3 The evidence clearly established the following facts:(1) that the $214.20 paid by the appellant to Centennial was in the nature of a charitable donation to Tabor College;
(2) that Tabor College is a university situate outside Canada, the student body of which ordinarily includes Canadian students;
(3) that the appellant, at the request of Tabor College, chose to benefit that institution by taking out a 20-pay life participating policy on the life of his daughter;
(4) that Tabor College was the absolute owner and beneficiary of the said policy with no rights reserved to the appellant;
(5) that, if the premium payments had been made out to Tabor College and endorsed over by the university officials to Centennial Life Insurance Company, it would have made no difference to the appellant, Tabor College or the insurance company; and
(6) that the arrangement Tabor College had with Centennial was a plan devised to assist Tabor College with its endowment program and, before the plan was entered into, the question of the deductibility for income tax purposes of the premiums as payments to a charitable organization in the United States had been considered in the light of the United States tax laws but not the laws of Canada.

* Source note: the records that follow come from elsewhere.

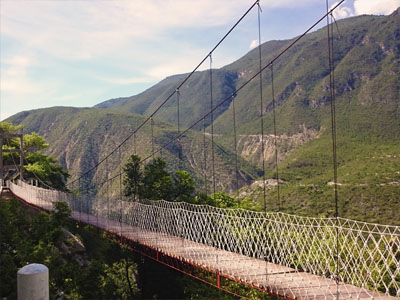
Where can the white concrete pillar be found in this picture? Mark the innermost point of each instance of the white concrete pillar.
(33, 282)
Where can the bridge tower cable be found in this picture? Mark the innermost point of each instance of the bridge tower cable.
(329, 15)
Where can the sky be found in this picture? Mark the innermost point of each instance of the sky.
(80, 53)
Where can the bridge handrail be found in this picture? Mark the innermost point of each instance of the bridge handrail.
(367, 252)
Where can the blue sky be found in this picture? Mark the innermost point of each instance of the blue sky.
(80, 53)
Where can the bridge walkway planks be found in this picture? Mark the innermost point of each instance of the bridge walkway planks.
(281, 280)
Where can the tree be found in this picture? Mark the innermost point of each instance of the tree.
(157, 182)
(37, 165)
(133, 177)
(184, 186)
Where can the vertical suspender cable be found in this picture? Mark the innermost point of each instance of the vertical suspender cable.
(261, 107)
(134, 144)
(333, 133)
(205, 156)
(120, 191)
(262, 126)
(80, 202)
(235, 143)
(212, 126)
(275, 137)
(107, 196)
(152, 137)
(179, 129)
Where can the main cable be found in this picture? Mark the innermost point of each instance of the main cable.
(171, 95)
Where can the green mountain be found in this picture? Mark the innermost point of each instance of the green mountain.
(366, 53)
(81, 137)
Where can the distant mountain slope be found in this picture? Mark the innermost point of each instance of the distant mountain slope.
(81, 137)
(367, 76)
(367, 85)
(366, 57)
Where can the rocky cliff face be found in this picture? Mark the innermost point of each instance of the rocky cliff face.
(250, 146)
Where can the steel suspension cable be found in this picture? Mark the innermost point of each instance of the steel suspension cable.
(245, 83)
(212, 127)
(120, 191)
(275, 137)
(249, 80)
(235, 144)
(171, 95)
(205, 156)
(152, 137)
(179, 129)
(333, 136)
(261, 106)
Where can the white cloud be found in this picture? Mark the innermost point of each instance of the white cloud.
(15, 77)
(253, 44)
(127, 81)
(375, 7)
(342, 11)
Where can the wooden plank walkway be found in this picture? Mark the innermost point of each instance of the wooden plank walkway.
(281, 280)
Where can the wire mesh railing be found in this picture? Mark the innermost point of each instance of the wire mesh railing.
(247, 245)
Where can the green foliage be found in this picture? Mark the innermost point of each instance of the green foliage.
(38, 165)
(133, 177)
(184, 186)
(47, 169)
(38, 238)
(157, 182)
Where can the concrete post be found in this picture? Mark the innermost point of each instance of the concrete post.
(33, 282)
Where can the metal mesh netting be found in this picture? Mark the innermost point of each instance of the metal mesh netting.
(278, 252)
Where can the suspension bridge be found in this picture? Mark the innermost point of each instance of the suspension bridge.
(285, 255)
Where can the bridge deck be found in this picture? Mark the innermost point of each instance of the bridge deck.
(280, 280)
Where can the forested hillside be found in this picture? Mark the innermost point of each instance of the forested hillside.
(366, 52)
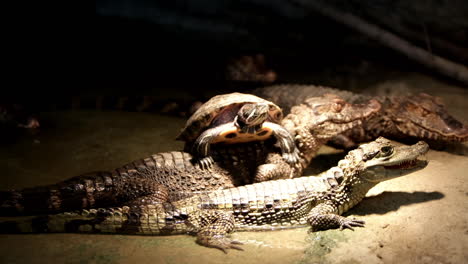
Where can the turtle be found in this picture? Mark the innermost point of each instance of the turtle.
(236, 118)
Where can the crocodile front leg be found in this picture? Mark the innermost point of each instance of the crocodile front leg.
(323, 217)
(213, 228)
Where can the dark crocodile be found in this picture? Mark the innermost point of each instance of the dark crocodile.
(315, 201)
(420, 116)
(174, 172)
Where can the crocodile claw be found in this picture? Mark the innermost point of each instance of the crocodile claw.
(347, 223)
(221, 243)
(206, 163)
(291, 158)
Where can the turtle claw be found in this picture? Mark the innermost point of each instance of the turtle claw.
(347, 223)
(206, 163)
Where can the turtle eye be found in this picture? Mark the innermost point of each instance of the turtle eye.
(337, 106)
(278, 115)
(386, 150)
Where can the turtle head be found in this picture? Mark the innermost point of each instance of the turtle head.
(252, 115)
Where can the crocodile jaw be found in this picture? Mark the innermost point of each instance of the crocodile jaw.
(405, 160)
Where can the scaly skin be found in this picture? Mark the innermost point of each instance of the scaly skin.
(167, 173)
(420, 116)
(316, 201)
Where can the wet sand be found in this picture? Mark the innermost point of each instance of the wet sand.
(419, 218)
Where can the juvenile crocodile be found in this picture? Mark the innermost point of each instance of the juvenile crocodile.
(315, 201)
(175, 172)
(419, 116)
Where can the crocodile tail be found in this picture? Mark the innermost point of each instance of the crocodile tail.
(84, 191)
(119, 220)
(76, 222)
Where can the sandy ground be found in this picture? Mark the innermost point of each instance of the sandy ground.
(420, 218)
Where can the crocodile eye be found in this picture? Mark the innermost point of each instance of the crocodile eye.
(387, 150)
(337, 105)
(278, 116)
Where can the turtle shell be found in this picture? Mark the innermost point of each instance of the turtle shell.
(202, 119)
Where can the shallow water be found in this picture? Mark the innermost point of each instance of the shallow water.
(420, 218)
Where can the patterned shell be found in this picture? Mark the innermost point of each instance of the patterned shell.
(202, 118)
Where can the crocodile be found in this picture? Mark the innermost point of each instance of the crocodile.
(419, 116)
(175, 172)
(315, 201)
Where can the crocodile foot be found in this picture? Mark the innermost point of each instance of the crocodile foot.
(291, 158)
(220, 242)
(206, 163)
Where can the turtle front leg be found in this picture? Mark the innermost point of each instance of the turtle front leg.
(286, 143)
(212, 228)
(201, 147)
(323, 217)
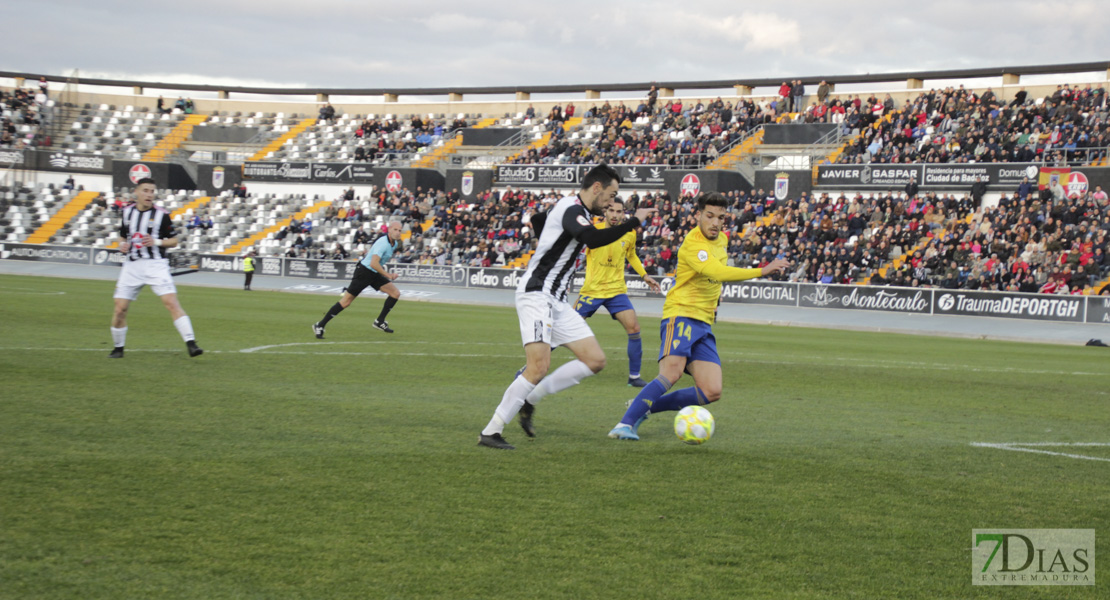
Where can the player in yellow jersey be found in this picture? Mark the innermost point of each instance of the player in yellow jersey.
(605, 286)
(688, 313)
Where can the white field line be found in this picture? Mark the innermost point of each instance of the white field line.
(745, 357)
(1023, 447)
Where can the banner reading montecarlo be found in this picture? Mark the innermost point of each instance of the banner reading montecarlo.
(40, 253)
(992, 304)
(892, 300)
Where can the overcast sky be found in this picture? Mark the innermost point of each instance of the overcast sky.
(336, 43)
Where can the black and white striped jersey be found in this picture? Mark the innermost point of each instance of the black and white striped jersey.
(153, 222)
(552, 266)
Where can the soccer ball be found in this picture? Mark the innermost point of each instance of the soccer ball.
(694, 425)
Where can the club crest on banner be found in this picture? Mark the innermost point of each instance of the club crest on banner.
(690, 185)
(1077, 184)
(393, 181)
(467, 183)
(138, 172)
(781, 185)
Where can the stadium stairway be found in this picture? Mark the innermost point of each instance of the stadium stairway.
(61, 217)
(272, 146)
(174, 139)
(191, 206)
(738, 152)
(448, 148)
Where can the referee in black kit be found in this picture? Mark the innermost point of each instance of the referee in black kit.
(147, 233)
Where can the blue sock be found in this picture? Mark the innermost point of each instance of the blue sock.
(635, 354)
(644, 400)
(679, 399)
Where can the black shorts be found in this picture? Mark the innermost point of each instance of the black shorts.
(363, 277)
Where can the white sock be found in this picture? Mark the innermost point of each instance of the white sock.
(185, 328)
(566, 376)
(511, 404)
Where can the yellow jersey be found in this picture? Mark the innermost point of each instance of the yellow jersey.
(702, 268)
(605, 267)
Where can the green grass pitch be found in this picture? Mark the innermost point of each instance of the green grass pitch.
(280, 466)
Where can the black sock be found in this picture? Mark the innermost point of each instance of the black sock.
(336, 308)
(385, 309)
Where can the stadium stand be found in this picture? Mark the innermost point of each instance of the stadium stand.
(1040, 242)
(371, 138)
(693, 134)
(958, 125)
(26, 115)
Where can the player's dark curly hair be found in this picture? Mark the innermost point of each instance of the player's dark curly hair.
(712, 199)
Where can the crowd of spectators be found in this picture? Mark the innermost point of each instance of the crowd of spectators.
(675, 132)
(1032, 243)
(384, 136)
(958, 125)
(1027, 242)
(24, 107)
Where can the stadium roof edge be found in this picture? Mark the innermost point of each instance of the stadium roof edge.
(709, 84)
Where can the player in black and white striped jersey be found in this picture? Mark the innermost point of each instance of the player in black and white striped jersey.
(147, 232)
(545, 317)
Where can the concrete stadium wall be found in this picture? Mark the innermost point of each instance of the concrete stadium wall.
(494, 108)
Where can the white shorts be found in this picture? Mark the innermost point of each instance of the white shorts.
(135, 274)
(544, 318)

4 Under paragraph 110(1)(a) of the new Income Tax Act various kinds of gifts are allowed as deductions in computing taxable income, including charitable donations to universities outside Canada whose student bodies ordinarily include students from Canada. Tabor College qualified as such an institution, but the appellant did not make his payment directly to Tabor College but to Centennial as agent for Tabor College. Counsel for the respondent, in his argument, said there was “no doubt a gifting of a policy” but submitted that the actual premiums paid to Centennial were not a gift within the meaning of paragraph 110(1)(a). The Board appreciates the difficulty of a literal interpretation of this section, but holds that the net benefits which flow exclusively to Tabor College from year to year under the assigned policy constitute a gift to Tabor College as absolute owner of the policy. In respect of the 1972 taxation year, the appellant is entitled to claim as a gift to Tabor College the cash surrender value of the policy, if any.